Вкусную еду запивал водой из–под крана. В ящике стола обнаружил непочатую коробку шоколадных конфет. Это пойдет на ужин. Позавтракаю в поезде. Денег хватит на стакан чаю и на калорийную булочку. Превосходные булочки иногда продают в поездах. Одну можно грызть сутки напролет.
В последний раз побрился, уложил чемодан. Мне очень хотелось хотя бы мельком проглядеть бумаги Прохорова, но я себя пересилил, сунул конверт на дно чемодана, под рубашки.
Теперь надо бы попрощаться кое с кем. Но есть ли в этом городе справочная служба?
Я набрал 09 и через несколько минут, к огромному моему удивлению, получил домашние телефоны Порецкой, Шутова и Капитанова. Обзванивал адресатов я в такой очередности: Владимир Захарович, Петя, друг, Шурочка, душа моей души. Все три прощания получились довольно однообразными. Поначалу заминка изумления и неловкости, потом шаблонные сухие пожелания доброго пути. Никто не изъявил охоты меня проводить, и никто не пригласил приезжать еще. Грустно это, грустно. Владимир Захарович учтиво поинтересовался, к каким выводам я пришел. Я коротко ему объяснил свое понимание проблемы. Просил передать мои извинения Шацкой, которую если и обидел, то неумышленно. Капитанов холодно пообещал. По тону чувствовалось, разговор со мной, а скорее — я сам, ему осточертел. Петя Шутов пробормотал что–то невнятное о прелести московских ресторанов, выдавливал слова неохотно, с отчуждением.
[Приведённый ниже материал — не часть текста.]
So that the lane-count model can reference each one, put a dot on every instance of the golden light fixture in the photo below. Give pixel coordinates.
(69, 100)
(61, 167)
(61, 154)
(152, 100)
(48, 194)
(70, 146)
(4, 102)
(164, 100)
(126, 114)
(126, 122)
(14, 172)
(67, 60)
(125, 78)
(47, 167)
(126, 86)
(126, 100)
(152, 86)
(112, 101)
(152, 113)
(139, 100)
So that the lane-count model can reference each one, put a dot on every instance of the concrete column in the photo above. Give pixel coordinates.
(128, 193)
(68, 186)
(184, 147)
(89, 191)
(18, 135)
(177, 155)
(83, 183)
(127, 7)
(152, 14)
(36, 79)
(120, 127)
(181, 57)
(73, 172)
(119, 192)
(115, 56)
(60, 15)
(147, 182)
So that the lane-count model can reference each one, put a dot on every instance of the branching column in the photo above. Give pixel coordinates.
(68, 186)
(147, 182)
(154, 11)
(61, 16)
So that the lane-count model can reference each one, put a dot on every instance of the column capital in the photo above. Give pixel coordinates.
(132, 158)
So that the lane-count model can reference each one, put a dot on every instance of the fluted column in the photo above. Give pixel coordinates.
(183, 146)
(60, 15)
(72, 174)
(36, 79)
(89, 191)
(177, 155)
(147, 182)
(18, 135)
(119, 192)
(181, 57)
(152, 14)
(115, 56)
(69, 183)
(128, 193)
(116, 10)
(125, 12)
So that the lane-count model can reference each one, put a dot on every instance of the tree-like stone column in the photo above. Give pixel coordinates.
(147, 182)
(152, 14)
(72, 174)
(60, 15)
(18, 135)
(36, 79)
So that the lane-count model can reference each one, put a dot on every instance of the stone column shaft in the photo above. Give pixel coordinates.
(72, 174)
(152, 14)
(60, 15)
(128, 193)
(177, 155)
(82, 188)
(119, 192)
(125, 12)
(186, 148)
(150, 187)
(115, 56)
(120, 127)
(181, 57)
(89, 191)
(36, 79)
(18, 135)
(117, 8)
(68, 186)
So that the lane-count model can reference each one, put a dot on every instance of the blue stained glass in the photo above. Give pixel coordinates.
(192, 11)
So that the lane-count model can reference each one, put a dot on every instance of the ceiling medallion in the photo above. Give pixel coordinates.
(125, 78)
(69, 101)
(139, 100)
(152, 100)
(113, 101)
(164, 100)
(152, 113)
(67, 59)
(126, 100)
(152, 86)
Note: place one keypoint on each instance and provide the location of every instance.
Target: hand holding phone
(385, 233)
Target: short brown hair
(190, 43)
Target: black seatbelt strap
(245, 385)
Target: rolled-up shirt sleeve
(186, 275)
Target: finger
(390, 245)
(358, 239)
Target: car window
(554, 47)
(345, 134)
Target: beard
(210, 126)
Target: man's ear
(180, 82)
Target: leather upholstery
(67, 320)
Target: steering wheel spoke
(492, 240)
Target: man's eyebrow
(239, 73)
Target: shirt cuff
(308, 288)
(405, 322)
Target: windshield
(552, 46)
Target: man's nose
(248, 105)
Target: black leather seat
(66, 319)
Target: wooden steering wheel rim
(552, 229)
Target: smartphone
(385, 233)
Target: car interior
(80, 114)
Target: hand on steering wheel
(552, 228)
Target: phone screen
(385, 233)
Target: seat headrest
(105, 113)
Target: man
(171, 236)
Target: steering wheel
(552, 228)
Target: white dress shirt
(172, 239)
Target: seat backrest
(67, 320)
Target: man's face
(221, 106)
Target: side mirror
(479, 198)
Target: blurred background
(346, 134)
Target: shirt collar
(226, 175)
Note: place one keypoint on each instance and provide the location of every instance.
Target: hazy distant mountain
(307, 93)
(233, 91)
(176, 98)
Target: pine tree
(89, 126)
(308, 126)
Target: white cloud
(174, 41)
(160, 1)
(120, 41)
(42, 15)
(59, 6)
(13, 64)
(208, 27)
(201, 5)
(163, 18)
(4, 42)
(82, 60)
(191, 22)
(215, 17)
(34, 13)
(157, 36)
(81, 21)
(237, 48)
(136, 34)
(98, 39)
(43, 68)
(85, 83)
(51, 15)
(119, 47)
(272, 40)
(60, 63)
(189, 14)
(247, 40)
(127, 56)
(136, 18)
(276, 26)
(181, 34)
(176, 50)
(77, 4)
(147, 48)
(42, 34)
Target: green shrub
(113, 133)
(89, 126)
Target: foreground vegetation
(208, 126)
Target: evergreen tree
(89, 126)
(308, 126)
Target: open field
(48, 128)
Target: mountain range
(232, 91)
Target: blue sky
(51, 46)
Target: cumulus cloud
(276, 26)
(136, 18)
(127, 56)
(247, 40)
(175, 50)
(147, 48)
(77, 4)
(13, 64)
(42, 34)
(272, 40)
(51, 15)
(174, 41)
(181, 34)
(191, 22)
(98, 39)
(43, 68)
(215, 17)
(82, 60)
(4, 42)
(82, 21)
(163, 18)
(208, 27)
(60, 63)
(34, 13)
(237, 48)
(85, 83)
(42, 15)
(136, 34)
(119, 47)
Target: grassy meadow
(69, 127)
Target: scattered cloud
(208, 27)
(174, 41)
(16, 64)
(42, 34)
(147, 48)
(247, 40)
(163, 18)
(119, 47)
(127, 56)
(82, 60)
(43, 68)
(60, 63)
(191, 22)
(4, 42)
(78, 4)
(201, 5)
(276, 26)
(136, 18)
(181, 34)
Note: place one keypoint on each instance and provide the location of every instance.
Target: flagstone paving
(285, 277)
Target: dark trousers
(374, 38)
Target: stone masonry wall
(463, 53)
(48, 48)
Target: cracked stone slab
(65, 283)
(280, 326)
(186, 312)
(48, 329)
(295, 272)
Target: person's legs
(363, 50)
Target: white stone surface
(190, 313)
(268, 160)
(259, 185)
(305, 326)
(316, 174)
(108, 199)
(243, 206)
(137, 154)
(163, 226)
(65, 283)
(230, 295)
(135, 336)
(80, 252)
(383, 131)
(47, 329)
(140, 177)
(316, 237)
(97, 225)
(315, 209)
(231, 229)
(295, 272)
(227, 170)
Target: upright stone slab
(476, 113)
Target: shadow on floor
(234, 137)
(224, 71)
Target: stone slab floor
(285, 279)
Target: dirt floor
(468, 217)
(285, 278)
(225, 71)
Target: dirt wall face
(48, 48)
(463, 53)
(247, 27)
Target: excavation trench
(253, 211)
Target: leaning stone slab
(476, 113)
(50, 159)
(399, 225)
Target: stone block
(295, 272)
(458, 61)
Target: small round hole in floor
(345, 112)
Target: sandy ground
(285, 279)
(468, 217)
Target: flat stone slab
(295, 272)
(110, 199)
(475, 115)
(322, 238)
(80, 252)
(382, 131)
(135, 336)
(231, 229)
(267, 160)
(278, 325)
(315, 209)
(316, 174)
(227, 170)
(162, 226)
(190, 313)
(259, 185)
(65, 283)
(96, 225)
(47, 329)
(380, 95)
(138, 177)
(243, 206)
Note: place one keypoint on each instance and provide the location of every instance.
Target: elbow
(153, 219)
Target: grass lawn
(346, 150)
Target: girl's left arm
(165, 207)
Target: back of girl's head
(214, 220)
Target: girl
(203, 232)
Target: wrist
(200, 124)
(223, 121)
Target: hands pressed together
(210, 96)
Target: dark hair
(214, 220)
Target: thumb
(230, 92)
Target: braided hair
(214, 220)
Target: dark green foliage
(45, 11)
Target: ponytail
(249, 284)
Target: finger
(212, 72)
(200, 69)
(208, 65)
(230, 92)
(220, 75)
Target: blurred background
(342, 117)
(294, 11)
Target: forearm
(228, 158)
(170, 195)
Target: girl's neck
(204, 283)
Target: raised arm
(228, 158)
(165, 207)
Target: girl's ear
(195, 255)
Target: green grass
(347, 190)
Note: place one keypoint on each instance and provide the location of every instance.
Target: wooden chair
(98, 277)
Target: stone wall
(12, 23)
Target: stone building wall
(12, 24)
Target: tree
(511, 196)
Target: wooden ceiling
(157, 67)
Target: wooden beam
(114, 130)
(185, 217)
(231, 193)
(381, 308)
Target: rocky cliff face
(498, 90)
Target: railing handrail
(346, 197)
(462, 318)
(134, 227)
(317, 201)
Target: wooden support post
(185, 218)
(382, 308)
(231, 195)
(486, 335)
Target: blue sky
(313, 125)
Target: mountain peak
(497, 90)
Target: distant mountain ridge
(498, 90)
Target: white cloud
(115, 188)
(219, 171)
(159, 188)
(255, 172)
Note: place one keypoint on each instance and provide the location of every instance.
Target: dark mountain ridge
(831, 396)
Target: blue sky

Я сказал ему: «Приезжай, Петя, в Москву, погуляем». Он ответил: «Приеду, приеду, в отпуск, наверное, приеду». О делах ни гу–гу. В трубку доносился детский плач, раздраженный женский голос. Я представил, попрощавшись, как он с облегчением и мрачной гримасой швырнул трубку на рычаг… Шурочку я благодарил за помощь, клялся, что она удивительная девушка, что цены ей нет. Она жеманно, незнакомым голосом ответила: «Ну да уж, ну да уж, скажете тоже». Она рассталась со мной, видимо, задолго до моего звонка.
Часа три, до самого поезда, я проваландался на пляже. Играли с Кирсановыми в подкидного дурака, купались, болтали о всякой чепухе. Сменный инженер бросал на меня завистливые взгляды, видно было, что готов поменяться со мной местами. Сказал с отвращением: «А нам еще девять дней отдыхать».
К вечеру на бирюзово–чистое небо набежали резвые угловатые тучки, и неожиданно пролился теплый, как из чайника, дождь. Все попрятались под деревья, а я остался сидеть на песке, жадно ловил губами нежные небесные капли. Громыхнуло за горизонтом. Чиркнула по сини короткая желтая молния. Шурик примчался из–под укрытия и принес мне мамин пестрый зонтик. Ему очень хотелось остаться со мной под дождем, но он не рискнул ослушаться зычного отцова окрика.
С Кирсановым мы, как и положено, обменялись домашними телефонами.
На станцию я пошел кружным путем, чтобы еще раз полюбоваться игрушечным городком. Чужим я сюда приехал и уезжаю чужим, никому не сделав добра. Никто не пригласил меня возвратиться.
Может быть, Шурочка выполнит обещание и напишет письмо. А скорее всего — не напишет. Зачем это ей? Забудет.
К поезду явился минут за десять до отправления, закинул чемодан в багажник, забрался на верхнюю полку и пролежал там до утра не слезая. Спал плохо, урывками. Всегда плохо сплю в поездах, сердце отчего–то ноет, тормоза визжат о рельсы, как кожу сдирают, долгие эти ночные остановки с гулкими голосами на платформах — все мешает, дергает, тревожит.